Trump lanza «aranceles migratorios» sobre México para frenar la migración

Camiones mexicanos que transportan principalmente productos automotrices esperan su turno para accerder a Estados Unidos. /Efe
Camiones mexicanos que transportan principalmente productos automotrices esperan su turno para accerder a Estados Unidos. / Efe

Con las cervezas, el guacamole y hasta el coche que conducen en la línea de tiro, los estadounidenses protestan las nuevas medidas del presidente

MERCEDES GALLEGOCorresponsal en Nueva York (EE UU)

Cuando Donald Trump ganó las elecciones se temía que pusiera el dedo sobre el botón nuclear, pero el verdadero peligro es el que pone sobre Twitter, convertido en un arma de destrucción masiva.
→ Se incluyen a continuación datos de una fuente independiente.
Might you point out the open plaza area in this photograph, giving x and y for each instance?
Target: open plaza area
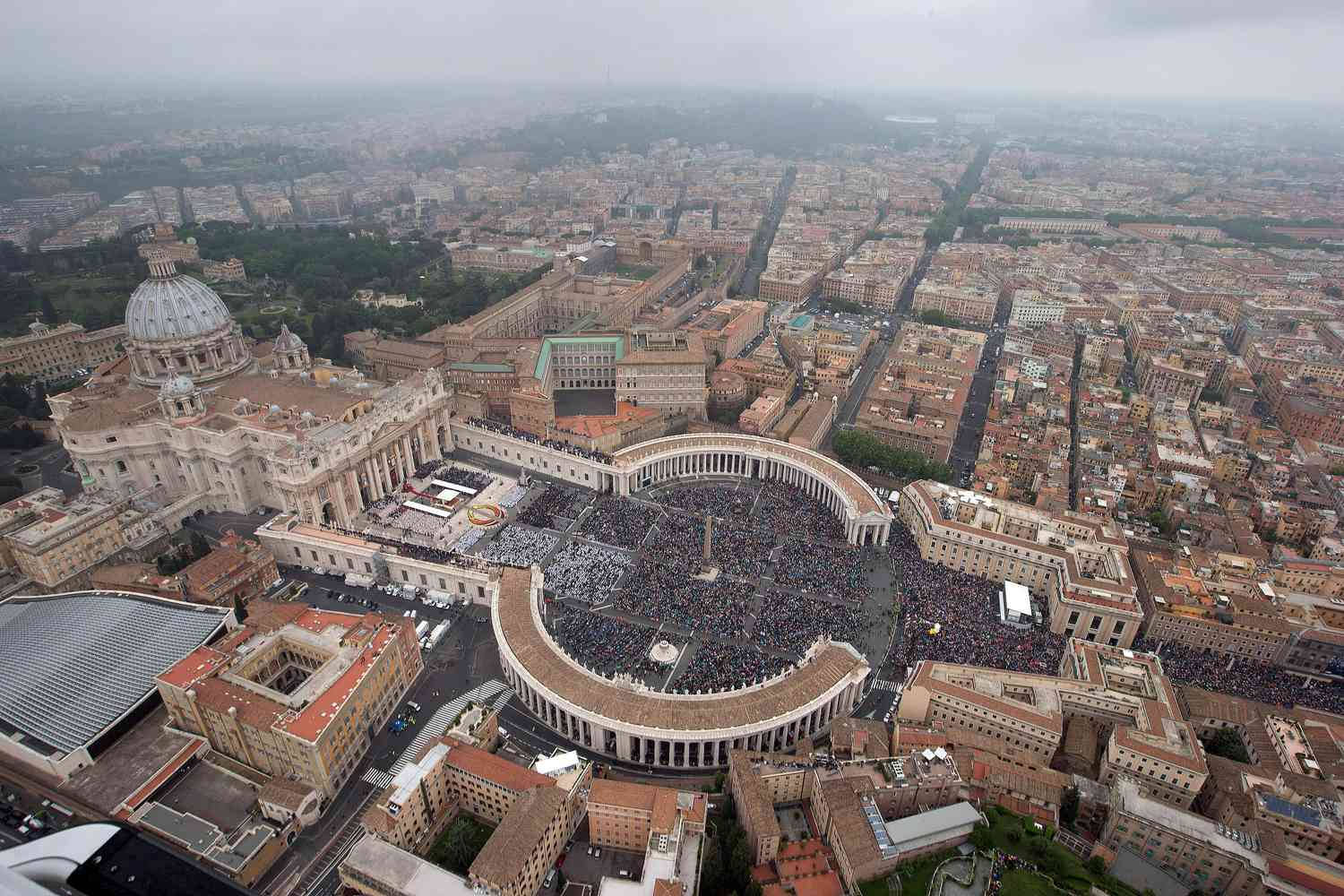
(628, 586)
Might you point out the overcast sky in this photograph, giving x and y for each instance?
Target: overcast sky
(1225, 48)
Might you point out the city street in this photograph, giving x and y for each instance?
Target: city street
(970, 430)
(53, 460)
(465, 657)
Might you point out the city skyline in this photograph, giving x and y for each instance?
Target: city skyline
(1070, 47)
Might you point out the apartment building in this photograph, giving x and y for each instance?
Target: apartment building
(876, 289)
(634, 817)
(524, 845)
(56, 352)
(1211, 602)
(56, 541)
(297, 691)
(499, 260)
(728, 327)
(1198, 852)
(1024, 716)
(1077, 563)
(788, 284)
(964, 297)
(1055, 225)
(1168, 378)
(392, 359)
(1031, 308)
(763, 413)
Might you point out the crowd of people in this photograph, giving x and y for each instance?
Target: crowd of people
(661, 587)
(413, 521)
(733, 548)
(492, 426)
(790, 622)
(787, 509)
(717, 498)
(825, 568)
(586, 573)
(1245, 678)
(953, 616)
(551, 503)
(618, 521)
(467, 478)
(605, 645)
(426, 469)
(719, 665)
(519, 547)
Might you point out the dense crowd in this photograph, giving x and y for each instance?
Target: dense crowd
(715, 498)
(585, 573)
(660, 587)
(410, 520)
(551, 503)
(468, 540)
(719, 665)
(427, 468)
(961, 611)
(605, 645)
(789, 512)
(825, 568)
(1245, 678)
(618, 521)
(790, 622)
(491, 426)
(733, 548)
(519, 547)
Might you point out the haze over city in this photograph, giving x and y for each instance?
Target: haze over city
(745, 449)
(1228, 50)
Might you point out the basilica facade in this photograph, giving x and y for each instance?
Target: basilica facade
(196, 409)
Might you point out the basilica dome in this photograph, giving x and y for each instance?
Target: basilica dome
(177, 328)
(174, 306)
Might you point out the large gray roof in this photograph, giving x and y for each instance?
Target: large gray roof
(177, 306)
(73, 664)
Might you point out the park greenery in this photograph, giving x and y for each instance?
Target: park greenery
(324, 263)
(938, 319)
(1015, 834)
(943, 225)
(1226, 743)
(457, 847)
(183, 555)
(726, 864)
(865, 450)
(914, 876)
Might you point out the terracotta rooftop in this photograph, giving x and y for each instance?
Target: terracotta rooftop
(513, 844)
(492, 767)
(852, 487)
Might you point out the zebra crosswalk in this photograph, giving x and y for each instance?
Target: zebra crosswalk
(381, 780)
(494, 692)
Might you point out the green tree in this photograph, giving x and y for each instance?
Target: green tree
(1069, 807)
(38, 408)
(712, 871)
(981, 839)
(199, 546)
(1226, 743)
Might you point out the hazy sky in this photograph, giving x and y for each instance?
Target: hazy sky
(1255, 48)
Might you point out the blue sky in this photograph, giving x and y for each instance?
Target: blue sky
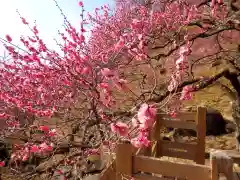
(46, 14)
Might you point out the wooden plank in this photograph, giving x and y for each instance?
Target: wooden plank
(201, 134)
(183, 116)
(236, 176)
(109, 173)
(179, 124)
(190, 147)
(147, 177)
(234, 154)
(157, 166)
(178, 150)
(177, 154)
(123, 160)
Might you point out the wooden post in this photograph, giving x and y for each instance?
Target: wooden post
(201, 134)
(123, 161)
(214, 167)
(221, 163)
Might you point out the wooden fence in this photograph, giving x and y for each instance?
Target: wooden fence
(145, 164)
(187, 120)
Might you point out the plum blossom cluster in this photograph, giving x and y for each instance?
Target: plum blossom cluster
(145, 119)
(41, 81)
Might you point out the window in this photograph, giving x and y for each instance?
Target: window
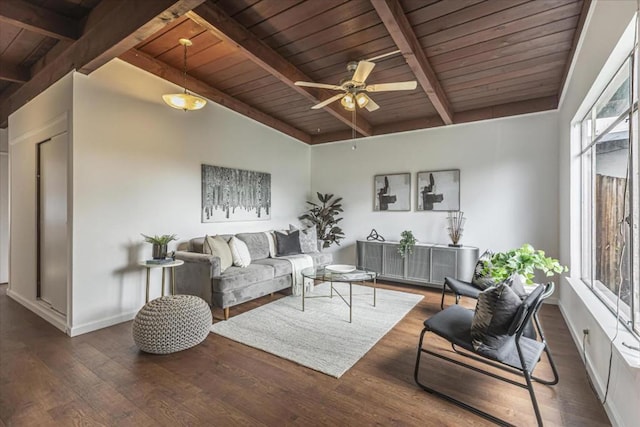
(610, 202)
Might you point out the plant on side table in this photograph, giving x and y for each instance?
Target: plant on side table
(325, 217)
(159, 244)
(407, 242)
(522, 261)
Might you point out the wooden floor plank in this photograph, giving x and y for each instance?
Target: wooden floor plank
(101, 378)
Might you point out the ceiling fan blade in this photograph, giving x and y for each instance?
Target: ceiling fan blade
(383, 87)
(363, 71)
(327, 101)
(319, 85)
(371, 105)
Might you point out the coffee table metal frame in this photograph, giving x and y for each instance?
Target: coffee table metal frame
(359, 275)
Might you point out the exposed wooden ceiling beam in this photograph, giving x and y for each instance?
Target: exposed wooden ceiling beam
(13, 73)
(166, 72)
(574, 44)
(398, 26)
(227, 29)
(39, 20)
(510, 109)
(121, 25)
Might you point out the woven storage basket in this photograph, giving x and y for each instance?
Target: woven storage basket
(171, 323)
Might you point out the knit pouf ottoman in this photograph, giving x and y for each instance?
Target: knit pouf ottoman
(171, 323)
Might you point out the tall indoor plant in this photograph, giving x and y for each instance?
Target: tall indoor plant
(324, 216)
(523, 261)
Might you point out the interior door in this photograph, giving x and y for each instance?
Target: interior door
(52, 221)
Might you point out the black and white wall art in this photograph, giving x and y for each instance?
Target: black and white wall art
(392, 192)
(439, 190)
(235, 194)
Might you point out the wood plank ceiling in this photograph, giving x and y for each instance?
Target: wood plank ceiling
(473, 59)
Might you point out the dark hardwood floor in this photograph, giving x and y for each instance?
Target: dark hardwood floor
(100, 378)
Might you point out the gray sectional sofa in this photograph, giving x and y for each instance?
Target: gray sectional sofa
(200, 275)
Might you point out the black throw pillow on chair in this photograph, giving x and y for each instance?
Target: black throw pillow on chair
(495, 310)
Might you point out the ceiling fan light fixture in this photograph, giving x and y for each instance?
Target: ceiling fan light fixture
(348, 102)
(184, 101)
(362, 99)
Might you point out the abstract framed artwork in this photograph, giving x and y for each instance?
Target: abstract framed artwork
(439, 190)
(392, 192)
(235, 194)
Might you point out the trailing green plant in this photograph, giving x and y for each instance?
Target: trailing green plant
(407, 242)
(523, 261)
(159, 240)
(325, 217)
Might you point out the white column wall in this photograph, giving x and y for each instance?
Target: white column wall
(137, 169)
(508, 174)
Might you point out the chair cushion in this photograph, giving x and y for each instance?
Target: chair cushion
(494, 313)
(217, 246)
(288, 244)
(481, 279)
(240, 252)
(463, 288)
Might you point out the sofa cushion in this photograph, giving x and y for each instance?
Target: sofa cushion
(217, 246)
(321, 258)
(257, 244)
(237, 277)
(308, 238)
(240, 252)
(281, 267)
(288, 244)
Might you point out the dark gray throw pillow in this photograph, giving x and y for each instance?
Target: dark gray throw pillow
(288, 244)
(480, 279)
(495, 310)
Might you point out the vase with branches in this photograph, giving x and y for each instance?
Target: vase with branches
(324, 216)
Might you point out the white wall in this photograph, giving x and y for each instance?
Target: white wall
(606, 22)
(508, 174)
(137, 170)
(4, 206)
(45, 116)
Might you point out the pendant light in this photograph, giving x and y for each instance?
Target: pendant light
(184, 101)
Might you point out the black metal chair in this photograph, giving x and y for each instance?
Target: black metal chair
(517, 355)
(460, 288)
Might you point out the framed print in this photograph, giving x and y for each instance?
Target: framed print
(439, 190)
(235, 194)
(392, 192)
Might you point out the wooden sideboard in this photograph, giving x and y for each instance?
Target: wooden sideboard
(427, 265)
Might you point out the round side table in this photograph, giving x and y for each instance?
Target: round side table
(172, 265)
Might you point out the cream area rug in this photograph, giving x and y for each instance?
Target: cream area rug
(321, 337)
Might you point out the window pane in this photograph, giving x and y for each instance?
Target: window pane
(614, 101)
(612, 231)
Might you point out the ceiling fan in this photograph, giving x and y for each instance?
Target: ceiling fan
(355, 88)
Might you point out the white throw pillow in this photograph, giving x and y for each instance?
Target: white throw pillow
(239, 252)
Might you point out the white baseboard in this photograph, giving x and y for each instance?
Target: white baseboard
(51, 316)
(102, 323)
(595, 379)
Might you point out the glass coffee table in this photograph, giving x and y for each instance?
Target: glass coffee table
(339, 274)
Su munición más letal, los aranceles, que el jueves por la noche cayeron sobre México después de que el mandatario viera las imágenes del mayor grupo de inmigrantes que nunca se hayan encontrado las patrullas fronterizas. Más de mil migrantes, en su mayoría familias, que desataron la furia del presidente y la debacle financiera.

«El 10 de junio EE UU impondrá un 5% de aranceles sobre todos los bienes procedentes de México hasta que PARE el flujo de inmigrantes ilegales a nuestro país a través de México», decretó el presidente de Estados Unidos. Ese porcentaje aumentara cada mes hasta el 25% sobre todos los bienes fabricados en México, un país que envía a EE UU el 80% de sus exportaciones. Como consecuencia, el peso mexicano sufrió su mayor desplome de los últimos siete meses y el Dow Jones cayó por debajo de la simbólica barrera de los 25.000 puntos.

Sobre el parqué, los 'brokers' de Wall Street lo calificaban de «bomba económica», repitió alarmado Peter Boockvar, jefe de inversiones de Bleakley Advisory Group. En Fox, convertido en fuente oficial, la presentadora Dana Perino, que fuese portavoz del Departamento de Estado, recordó que estos imuestos «no están escritos en piedra» y «probablemente» el presidente los esté utilizando como elemento de presión. Así lo desean también los legisladores conservadores de los estados rurales e industriales que ya sufren el daño en esta guerra comercial con China, con algunos como el senador de Iowa Chuck Grassley cuestionando incluso la autoridad del presidente para tomar esa decisión.

Allí el contraataque chino ha dejado temblando a los productores de soja y maíz, a pesar de que el presidente ha dirigido 19.000 millones de dólares para comprarles las cosechas que destinará a ayuda humanitaria en el Tercer Mundo. Con todo, los estados más afectados por esta nueva bomba serían los fronterizos como California, Texas y Arizona -este último importa de México el 40% de sus bienes-, seguidos de Michigan, la capital del automóvil. Sólo General Motors tiene tres plantas de ensamblaje en México, donde el año pasado se montaron más de 800.000 coches.

Trump intentó este viernes convertir la nueva controversia que ha borrado al fiscal Robert Mueller del mapa en un cebo electoral para ese estado demócrata que se inclinó por él en 2016. Según tuiteó, los aranceles forzarían a las compañías automovilísticas a dejar México y volver a fabricar en EE UU, aunque todos los analistas advierten de que eso sería un proceso de años. Entre tanto, si cumple sus amenazas, los consumidores estadounidenses verán subir el precios de las cervezas Corona, los aguacates y hasta el coche que conducen.

En medio de la confusión, los asesores económicos del presidente aseguraron que estos aranceles no son parte de la guerra comercial que parecía saldada con México y Canadá tras la renegociación del Tratado de Libre Comercio de Norte América, sino una cuestión de «seguridad nacional». El jefe de gabinete en funciones, Mike Mulvaney, incluso los bautizó como «aranceles migratorios», un término nuevo en el diccionario trumpiano.